Google’s latest search features are quietly reshaping how people discover content online, and the implications for publishers without a built-in audience are significant. The core issue? These tools reward loyalty over discovery, potentially creating a new kind of filter bubble, one that users voluntarily construct.

Barry Adams recently outlined how Google’s Preferred Sources, Search Profiles, and Subscription Linking give established publishers a direct line to their most loyal readers. His analysis rightly focuses on how businesses with existing followings can leverage these features. But the harder question is what happens to the rest of the web, the sites that need to be discovered before they can be preferred.

Preferred Sources is the most direct example. Launched initially for Top Stories in the U. S. and India, it expanded globally in April and then into AI Overviews and AI Mode in May. Users manually select publishers they want to see more often. Those sources then appear more frequently in a dedicated section or are tagged with a badge in AI-driven results. Google reports that searchers are twice as likely to click a preferred source, and over 345,000 unique sources have been chosen to date. This is a user-driven preference, not an algorithmic guess.

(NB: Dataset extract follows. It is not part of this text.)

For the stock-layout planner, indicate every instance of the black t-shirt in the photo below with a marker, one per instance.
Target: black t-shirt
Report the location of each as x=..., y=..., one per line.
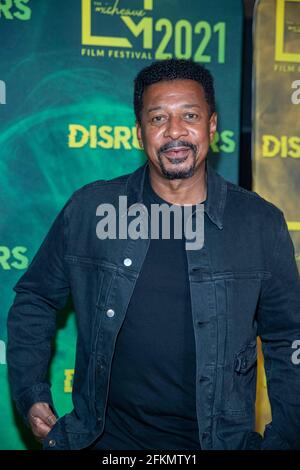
x=152, y=394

The problem is structural. Search Profiles, launched in June, require 100,000+ followers on major social platforms. Subscription Linking needs an existing paid subscriber base. Each feature builds on an audience that already exists. For a new or niche publisher, the gap between being unknown and being selected is widening. This is a user-directed filter bubble, where the ethical burden shifts from the algorithm to the individual, but the outcome is the same: less exposure to unfamiliar, high-quality content.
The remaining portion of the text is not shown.